The range of functions of the different products always depends on the region, so all AZs in this region have the same range of functions in each case.

Technically, it is ensured that there is at least a bandwidth of 200 GBit/s with a latency of approx. 0.5ms between the individual AZs of a region. WAN connections also terminate in one region at a time.

Currently, we offer the region “Heilbronn/Germany” which is called “eu01”.

Each availability zone (AZ) can be assigned to exactly one region and is logically associated with that region.

An AZ is characterized by the fact that power, cooling and local network connections are each completely separated from all other AZs.

There are 3 physical conversions for AZ:

  • An AZ corresponds to a data center if the above requirements are fulfilled
  • An AZ is logically spanned across multiple data centers if the above requirements are fulfilled
  • Several AZs can be operated in one data center if the above-mentioned requirements are fulfilled and it is also ensured that the different AZs can be operated in different fire compartments.
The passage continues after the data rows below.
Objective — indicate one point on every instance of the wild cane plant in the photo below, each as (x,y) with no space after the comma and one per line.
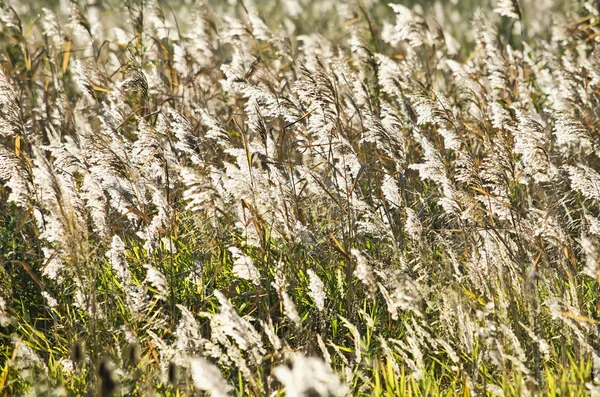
(199,200)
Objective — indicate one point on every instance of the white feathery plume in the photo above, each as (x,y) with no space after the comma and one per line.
(316,290)
(309,375)
(208,378)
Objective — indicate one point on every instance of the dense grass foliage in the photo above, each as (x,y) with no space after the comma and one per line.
(313,199)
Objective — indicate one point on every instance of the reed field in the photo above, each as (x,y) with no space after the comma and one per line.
(299,198)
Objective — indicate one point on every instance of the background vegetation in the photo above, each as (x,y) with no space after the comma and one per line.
(303,198)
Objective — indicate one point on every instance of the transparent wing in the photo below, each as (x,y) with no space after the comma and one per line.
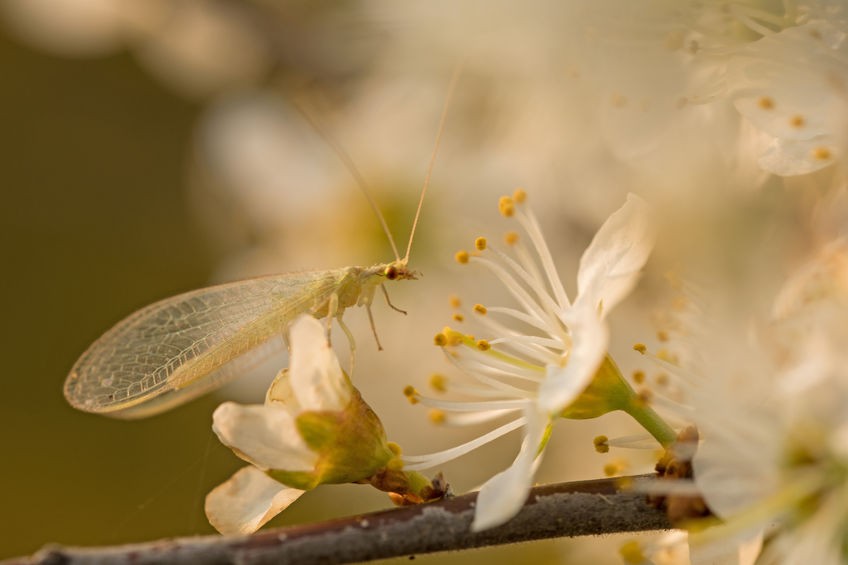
(184,346)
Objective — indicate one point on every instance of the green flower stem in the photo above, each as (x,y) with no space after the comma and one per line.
(609,391)
(651,421)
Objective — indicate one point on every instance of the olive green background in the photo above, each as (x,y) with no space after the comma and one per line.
(95,224)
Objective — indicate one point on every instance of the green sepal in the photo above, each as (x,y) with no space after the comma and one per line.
(609,391)
(351,445)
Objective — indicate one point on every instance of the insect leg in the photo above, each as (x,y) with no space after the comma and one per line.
(351,342)
(374,326)
(389,302)
(332,310)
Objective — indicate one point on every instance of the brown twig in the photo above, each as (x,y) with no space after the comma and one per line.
(559,510)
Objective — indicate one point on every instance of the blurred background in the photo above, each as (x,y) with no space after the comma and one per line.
(155,147)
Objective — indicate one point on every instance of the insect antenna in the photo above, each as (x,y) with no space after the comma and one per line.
(351,168)
(457,72)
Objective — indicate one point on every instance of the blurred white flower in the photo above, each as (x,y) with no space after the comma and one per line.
(543,355)
(769,405)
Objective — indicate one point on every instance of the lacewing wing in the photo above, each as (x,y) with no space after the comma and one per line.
(182,347)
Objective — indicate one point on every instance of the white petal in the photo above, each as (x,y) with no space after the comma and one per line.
(610,266)
(263,435)
(564,384)
(504,494)
(788,157)
(247,501)
(316,376)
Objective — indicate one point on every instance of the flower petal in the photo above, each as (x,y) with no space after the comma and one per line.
(247,501)
(316,376)
(503,495)
(263,435)
(564,384)
(610,266)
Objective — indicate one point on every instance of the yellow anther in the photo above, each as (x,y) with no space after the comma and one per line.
(631,553)
(438,382)
(626,483)
(822,154)
(506,206)
(520,195)
(436,416)
(451,337)
(411,394)
(766,103)
(601,444)
(667,355)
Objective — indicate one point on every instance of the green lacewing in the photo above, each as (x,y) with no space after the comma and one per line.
(181,347)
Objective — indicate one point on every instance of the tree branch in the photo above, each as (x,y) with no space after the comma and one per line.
(559,510)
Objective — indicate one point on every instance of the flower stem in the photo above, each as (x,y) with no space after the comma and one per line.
(609,391)
(651,421)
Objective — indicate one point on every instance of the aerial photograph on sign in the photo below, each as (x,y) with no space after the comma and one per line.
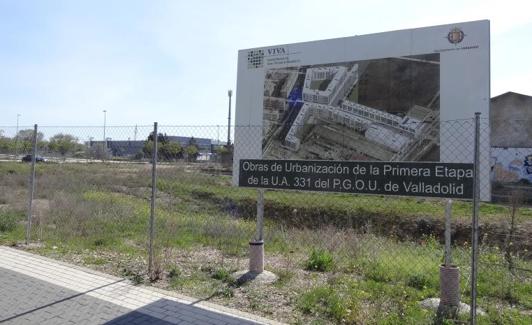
(383,109)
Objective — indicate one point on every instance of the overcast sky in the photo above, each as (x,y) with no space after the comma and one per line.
(64,62)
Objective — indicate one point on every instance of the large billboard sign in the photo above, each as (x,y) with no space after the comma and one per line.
(448,180)
(394,96)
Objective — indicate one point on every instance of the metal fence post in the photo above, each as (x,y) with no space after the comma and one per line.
(474,231)
(153,194)
(256,247)
(31,188)
(260,216)
(448,211)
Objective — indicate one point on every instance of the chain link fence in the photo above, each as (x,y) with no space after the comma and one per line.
(339,257)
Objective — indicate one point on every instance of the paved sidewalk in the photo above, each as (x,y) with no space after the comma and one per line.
(38,290)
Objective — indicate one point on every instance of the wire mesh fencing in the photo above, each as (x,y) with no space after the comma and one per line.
(340,257)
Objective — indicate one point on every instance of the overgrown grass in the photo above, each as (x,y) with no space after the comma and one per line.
(363,277)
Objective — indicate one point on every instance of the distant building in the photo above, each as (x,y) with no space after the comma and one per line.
(324,85)
(511,120)
(127,148)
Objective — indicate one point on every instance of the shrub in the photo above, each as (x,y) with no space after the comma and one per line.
(320,260)
(8,222)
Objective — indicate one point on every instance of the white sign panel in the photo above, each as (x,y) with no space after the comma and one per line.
(394,96)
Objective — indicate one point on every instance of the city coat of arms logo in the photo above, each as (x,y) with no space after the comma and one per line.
(455,36)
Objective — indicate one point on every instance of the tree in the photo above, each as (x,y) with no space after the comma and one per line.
(63,143)
(27,135)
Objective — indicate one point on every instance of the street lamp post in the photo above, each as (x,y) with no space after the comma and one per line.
(104,151)
(229,93)
(16,138)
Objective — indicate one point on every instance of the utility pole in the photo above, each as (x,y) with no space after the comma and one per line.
(16,138)
(229,93)
(104,124)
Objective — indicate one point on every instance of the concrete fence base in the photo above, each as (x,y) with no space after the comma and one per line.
(256,256)
(449,286)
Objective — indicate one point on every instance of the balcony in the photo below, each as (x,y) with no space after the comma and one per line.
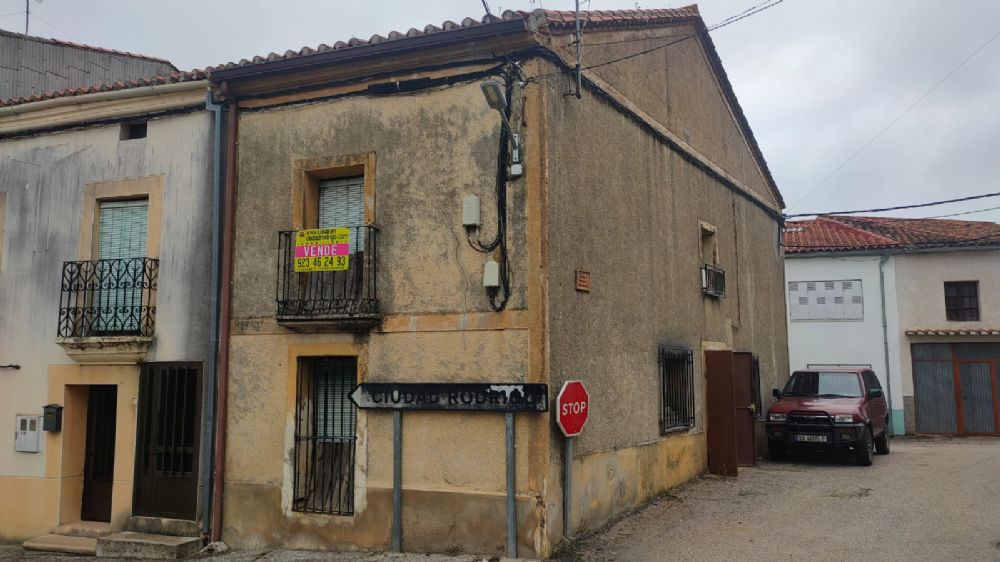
(107,309)
(347,299)
(713,281)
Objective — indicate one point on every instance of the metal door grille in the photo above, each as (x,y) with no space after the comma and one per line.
(325,423)
(677,389)
(168,440)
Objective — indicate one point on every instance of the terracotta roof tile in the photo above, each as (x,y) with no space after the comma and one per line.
(830,233)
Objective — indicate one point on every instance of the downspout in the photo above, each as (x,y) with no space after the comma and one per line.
(885,336)
(224,318)
(208,425)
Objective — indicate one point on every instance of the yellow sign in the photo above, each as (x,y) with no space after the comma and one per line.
(322,249)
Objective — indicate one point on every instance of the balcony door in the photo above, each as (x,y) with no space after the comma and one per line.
(121,247)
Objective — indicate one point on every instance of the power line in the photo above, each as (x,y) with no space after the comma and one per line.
(965,213)
(730,20)
(898,117)
(898,207)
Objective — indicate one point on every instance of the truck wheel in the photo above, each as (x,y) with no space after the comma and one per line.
(776,450)
(864,451)
(882,443)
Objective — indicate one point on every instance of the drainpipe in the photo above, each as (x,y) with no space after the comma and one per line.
(224,319)
(885,336)
(208,424)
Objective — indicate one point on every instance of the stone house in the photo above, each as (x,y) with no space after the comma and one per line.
(619,227)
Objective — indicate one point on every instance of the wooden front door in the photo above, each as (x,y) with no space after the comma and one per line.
(720,421)
(743,408)
(99,453)
(167,441)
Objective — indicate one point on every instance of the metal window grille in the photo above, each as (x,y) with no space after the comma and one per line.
(961,300)
(755,388)
(713,281)
(325,437)
(677,389)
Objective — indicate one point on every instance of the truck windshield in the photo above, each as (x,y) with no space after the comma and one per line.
(824,385)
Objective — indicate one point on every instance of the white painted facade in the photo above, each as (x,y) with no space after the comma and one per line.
(813,343)
(914,300)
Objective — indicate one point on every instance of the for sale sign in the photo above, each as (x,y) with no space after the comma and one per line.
(572,408)
(322,249)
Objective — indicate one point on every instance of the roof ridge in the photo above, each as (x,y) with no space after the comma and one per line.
(85,46)
(835,219)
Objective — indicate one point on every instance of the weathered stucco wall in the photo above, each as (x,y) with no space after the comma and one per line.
(431,149)
(676,86)
(627,209)
(43,180)
(920,282)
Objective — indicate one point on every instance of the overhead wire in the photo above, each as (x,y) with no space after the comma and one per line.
(898,207)
(896,119)
(965,213)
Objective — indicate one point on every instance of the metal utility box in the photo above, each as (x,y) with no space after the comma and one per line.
(53,418)
(28,433)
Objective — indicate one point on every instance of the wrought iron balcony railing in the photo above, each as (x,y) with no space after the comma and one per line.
(348,295)
(115,297)
(713,281)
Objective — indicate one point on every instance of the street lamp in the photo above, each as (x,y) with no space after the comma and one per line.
(493,92)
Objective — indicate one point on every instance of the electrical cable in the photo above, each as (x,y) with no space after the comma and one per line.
(964,213)
(894,121)
(898,207)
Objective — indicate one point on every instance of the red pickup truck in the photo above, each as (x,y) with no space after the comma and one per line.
(830,409)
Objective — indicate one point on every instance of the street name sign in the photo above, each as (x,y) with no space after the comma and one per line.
(475,397)
(572,408)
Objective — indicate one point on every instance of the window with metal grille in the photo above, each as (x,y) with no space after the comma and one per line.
(961,300)
(713,281)
(758,395)
(677,389)
(325,421)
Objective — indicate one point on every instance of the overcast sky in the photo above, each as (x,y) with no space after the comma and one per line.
(817,79)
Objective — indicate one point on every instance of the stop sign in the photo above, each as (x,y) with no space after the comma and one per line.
(572,408)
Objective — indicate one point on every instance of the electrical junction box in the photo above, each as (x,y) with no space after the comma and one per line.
(470,211)
(28,431)
(491,274)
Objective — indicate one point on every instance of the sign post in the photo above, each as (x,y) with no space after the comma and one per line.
(572,411)
(463,397)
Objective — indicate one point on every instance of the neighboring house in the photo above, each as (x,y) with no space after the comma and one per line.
(34,66)
(638,249)
(105,260)
(915,299)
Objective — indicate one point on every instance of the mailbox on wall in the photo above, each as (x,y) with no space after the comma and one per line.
(52,418)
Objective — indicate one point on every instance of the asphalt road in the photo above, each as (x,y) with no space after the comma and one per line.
(929,499)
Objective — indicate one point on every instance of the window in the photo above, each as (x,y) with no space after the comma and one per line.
(342,204)
(871,380)
(132,131)
(961,301)
(826,300)
(325,420)
(677,389)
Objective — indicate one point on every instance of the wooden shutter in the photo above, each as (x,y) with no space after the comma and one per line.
(122,229)
(342,203)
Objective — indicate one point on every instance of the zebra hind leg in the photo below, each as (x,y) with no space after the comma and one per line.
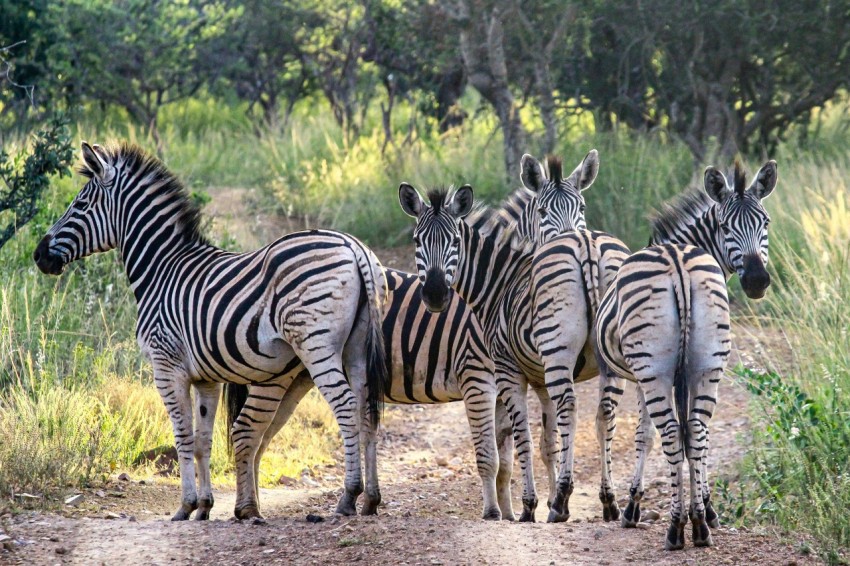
(610,391)
(206,404)
(644,440)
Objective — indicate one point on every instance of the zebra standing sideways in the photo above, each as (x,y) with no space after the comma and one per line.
(432,358)
(208,316)
(675,285)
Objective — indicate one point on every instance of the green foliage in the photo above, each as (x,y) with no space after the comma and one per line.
(26,182)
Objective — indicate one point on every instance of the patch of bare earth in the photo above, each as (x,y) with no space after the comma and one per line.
(431,508)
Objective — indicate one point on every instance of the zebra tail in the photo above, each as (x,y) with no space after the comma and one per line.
(235,395)
(680,379)
(377,376)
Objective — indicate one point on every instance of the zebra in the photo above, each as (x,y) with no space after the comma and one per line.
(431,358)
(489,263)
(207,316)
(697,244)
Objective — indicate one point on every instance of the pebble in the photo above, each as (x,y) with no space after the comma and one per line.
(74,500)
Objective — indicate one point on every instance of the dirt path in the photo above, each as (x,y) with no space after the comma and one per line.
(431,508)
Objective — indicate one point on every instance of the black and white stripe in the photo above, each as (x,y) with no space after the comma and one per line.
(431,358)
(702,242)
(208,316)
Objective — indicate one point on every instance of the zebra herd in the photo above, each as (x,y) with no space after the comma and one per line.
(538,301)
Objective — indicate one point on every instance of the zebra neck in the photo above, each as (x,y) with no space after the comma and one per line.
(488,266)
(702,232)
(153,251)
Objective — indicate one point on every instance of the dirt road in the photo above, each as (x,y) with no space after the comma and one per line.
(431,497)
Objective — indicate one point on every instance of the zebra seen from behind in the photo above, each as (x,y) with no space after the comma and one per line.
(489,263)
(207,316)
(431,358)
(680,286)
(729,221)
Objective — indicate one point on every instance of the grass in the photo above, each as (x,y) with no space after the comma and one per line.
(73,382)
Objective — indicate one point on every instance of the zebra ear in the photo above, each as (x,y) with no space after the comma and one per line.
(92,162)
(715,184)
(461,203)
(531,173)
(765,180)
(587,170)
(411,203)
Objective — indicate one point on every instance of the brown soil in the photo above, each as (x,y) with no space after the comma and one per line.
(431,508)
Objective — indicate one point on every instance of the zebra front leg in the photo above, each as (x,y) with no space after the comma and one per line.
(248,431)
(173,387)
(549,448)
(560,386)
(610,392)
(326,370)
(644,441)
(479,398)
(206,404)
(505,446)
(512,389)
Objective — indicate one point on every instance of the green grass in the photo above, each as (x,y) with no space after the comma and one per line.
(69,363)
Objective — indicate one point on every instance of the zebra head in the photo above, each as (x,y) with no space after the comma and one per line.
(437,237)
(86,227)
(560,205)
(742,223)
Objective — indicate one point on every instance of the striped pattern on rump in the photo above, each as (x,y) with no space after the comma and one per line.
(431,358)
(665,325)
(208,316)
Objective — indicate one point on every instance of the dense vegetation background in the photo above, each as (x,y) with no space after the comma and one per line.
(325,105)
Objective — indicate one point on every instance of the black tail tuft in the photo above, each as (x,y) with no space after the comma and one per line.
(377,375)
(235,396)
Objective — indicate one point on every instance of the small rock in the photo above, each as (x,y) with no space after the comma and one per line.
(74,500)
(651,515)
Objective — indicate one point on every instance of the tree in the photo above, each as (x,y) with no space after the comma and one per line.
(24,184)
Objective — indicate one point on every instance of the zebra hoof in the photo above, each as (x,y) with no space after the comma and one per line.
(631,516)
(711,516)
(700,533)
(248,512)
(185,511)
(204,508)
(610,509)
(370,504)
(675,536)
(529,505)
(346,505)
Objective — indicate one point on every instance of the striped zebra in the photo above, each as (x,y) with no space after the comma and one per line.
(207,316)
(489,263)
(679,284)
(431,358)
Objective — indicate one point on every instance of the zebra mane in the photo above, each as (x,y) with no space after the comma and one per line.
(680,212)
(556,168)
(143,165)
(740,178)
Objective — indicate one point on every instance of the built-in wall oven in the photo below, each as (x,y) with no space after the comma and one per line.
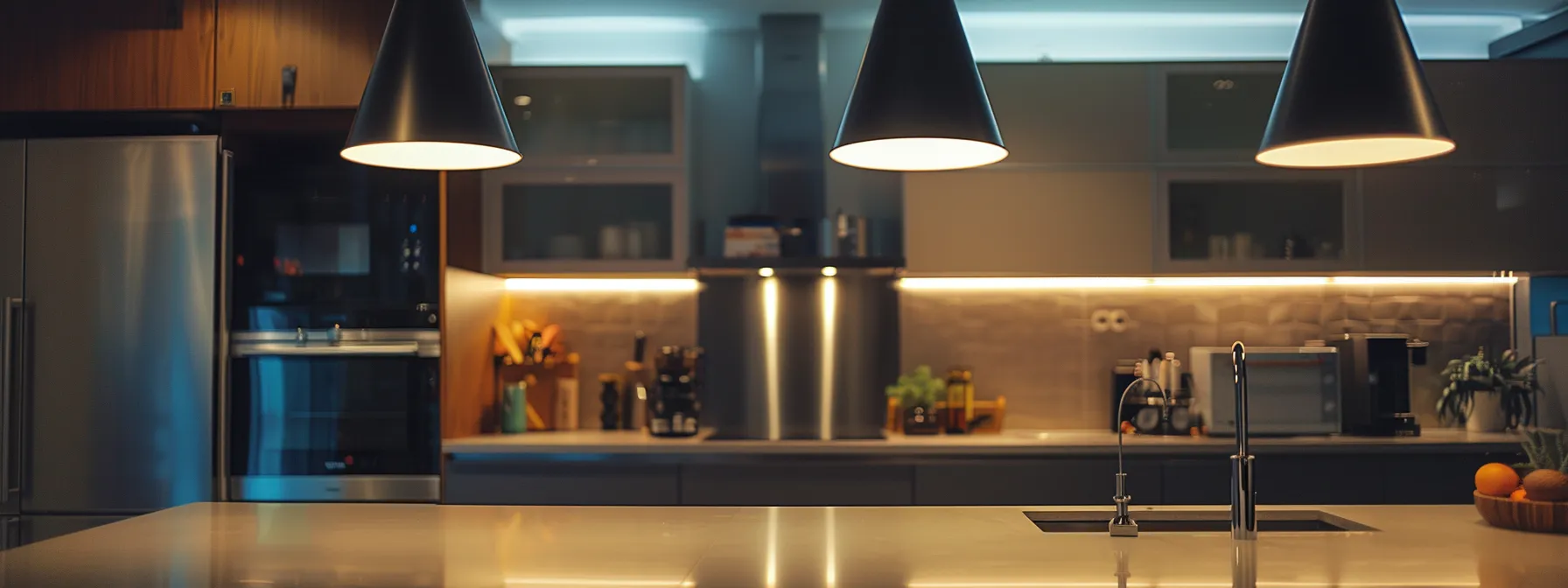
(334,326)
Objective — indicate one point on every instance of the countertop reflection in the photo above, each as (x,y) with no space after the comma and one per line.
(1009,443)
(256,544)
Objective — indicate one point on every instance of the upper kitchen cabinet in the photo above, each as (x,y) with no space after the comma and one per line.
(105,55)
(1213,113)
(1466,218)
(1256,220)
(1502,112)
(297,53)
(596,116)
(1071,113)
(576,220)
(1029,223)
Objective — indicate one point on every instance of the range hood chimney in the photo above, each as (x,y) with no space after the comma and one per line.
(791,150)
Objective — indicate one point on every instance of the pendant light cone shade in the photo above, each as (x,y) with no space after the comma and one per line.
(430,102)
(1354,93)
(918,102)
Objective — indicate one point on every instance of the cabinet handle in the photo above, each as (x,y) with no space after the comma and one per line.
(290,75)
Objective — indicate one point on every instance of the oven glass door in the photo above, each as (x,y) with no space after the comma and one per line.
(320,241)
(334,416)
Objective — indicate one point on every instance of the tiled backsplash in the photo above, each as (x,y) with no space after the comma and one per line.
(599,326)
(1045,354)
(1041,348)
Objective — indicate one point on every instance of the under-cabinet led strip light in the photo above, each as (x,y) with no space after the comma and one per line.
(601,284)
(1025,284)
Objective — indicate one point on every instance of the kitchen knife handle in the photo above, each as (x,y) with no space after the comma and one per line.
(7,388)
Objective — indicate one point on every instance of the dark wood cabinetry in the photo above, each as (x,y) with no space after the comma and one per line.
(330,45)
(105,55)
(187,53)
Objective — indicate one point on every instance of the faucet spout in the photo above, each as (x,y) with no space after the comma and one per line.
(1243,499)
(1123,524)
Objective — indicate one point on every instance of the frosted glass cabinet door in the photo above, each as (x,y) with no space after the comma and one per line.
(1258,221)
(596,116)
(1214,112)
(585,220)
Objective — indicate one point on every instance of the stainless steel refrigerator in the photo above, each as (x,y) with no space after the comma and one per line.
(110,279)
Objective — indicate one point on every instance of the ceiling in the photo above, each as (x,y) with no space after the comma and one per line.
(851,13)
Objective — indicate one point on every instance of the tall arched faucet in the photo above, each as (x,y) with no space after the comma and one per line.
(1243,499)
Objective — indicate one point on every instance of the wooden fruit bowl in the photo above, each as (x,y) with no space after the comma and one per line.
(1524,516)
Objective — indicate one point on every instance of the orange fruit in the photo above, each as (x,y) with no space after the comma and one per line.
(1496,480)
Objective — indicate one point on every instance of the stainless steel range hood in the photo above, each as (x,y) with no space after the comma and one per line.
(799,354)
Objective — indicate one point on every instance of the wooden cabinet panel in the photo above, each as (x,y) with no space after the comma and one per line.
(1032,223)
(332,43)
(105,55)
(1457,218)
(1071,113)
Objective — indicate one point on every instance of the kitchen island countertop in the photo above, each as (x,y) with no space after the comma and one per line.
(259,544)
(1018,443)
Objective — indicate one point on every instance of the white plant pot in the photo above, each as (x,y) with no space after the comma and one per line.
(1485,413)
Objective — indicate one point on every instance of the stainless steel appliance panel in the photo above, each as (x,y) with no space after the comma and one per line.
(1551,352)
(799,354)
(1291,389)
(336,488)
(120,324)
(13,198)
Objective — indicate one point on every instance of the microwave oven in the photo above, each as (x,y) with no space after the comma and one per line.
(1291,389)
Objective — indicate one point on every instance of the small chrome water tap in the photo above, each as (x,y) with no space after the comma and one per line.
(1123,524)
(1243,499)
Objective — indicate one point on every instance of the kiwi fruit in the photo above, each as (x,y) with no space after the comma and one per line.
(1546,485)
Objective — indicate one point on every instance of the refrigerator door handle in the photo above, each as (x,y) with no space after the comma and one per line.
(220,444)
(8,340)
(16,386)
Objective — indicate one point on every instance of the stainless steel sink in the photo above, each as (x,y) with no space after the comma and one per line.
(1166,521)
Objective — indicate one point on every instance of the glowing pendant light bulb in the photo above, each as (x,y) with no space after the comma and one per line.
(918,102)
(430,102)
(1354,93)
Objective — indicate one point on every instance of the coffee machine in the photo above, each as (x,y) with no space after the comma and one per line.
(1376,383)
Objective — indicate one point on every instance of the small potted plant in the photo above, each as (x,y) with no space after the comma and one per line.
(916,394)
(1488,394)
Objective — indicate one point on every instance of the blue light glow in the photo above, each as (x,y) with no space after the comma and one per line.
(1197,37)
(607,41)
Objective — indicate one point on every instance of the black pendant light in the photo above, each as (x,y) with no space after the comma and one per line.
(430,102)
(1354,93)
(918,102)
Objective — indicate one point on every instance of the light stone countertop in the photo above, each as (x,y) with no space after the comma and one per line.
(257,544)
(1009,443)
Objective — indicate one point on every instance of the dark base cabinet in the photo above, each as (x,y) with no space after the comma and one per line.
(560,483)
(1033,482)
(871,480)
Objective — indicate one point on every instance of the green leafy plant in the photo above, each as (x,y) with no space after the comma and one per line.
(1510,375)
(918,389)
(1546,449)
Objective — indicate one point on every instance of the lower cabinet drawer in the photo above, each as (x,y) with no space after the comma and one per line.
(1035,482)
(797,485)
(554,483)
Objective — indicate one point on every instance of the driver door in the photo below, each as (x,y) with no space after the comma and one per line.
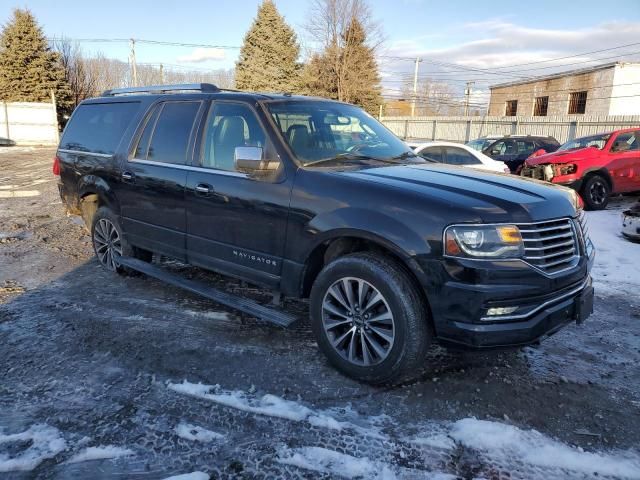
(624,162)
(236,223)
Diagram illustrating four Availability Zones (AZ1-AZ4) distributed across three data centers (Datacenter 1-3), segmented by fire sections (Brandabschnitt).

The above diagram shows possible characteristics of an availability zone and provides the basis for the actual availability zones.

The following diagram shows the actual layout of the EU01 region:

Diagram illustrating three Availability Zones (AZ1-AZ3), each in a separate fire section (Brandabschnitt) within three distinct data centers in Region EU01.

Volumes assigned to the “Metro” scope (e.g., if the VM is operated in this context) reside on a Metro storage cluster mirrored across two different data center sites.
The metro cluster is fully available via both data centers. As a result, this means that a complete AZ could be offline and the data would still be available without functional degradation.

Volumes assigned to the “Single AZ” scope (e.g., if the VM is operated in this context) are located on separate storage systems within the respective selected AZ.

The storage systems in all available AZs are each fully independent of all other AZs and are equipped with high-availability controllers and SSD storage media. Accordingly, in the event of a malfunction of an entire AZ, only the respective AZ is affected by this malfunction - without any impact on the other single AZ. The storage data of a single AZ is not mirrored in another AZ - but this can be done on the application side if required.

The following diagram shows the basic schematic structure of the block storage types in Region 1 (e.g. EU01).

No replication takes place between the single AZ storage systems (“Block Storage AZ”). The metro systems (“Block Storage Metro” and “Backup Storage Metro”) are each spanned across different AZs.

The Backup Storage is located on a storage system that is physically separated from the regular Block Storage.
In this way, the backups on the Backup Storage are particularly protected and independent of the primary storage systems.

Diagram illustrating the tiered storage architecture featuring Block Storage Metro Cluster, Backup Storage Replication-Cluster, and individual Block Storage Single AZs across three availability zones in Region 1.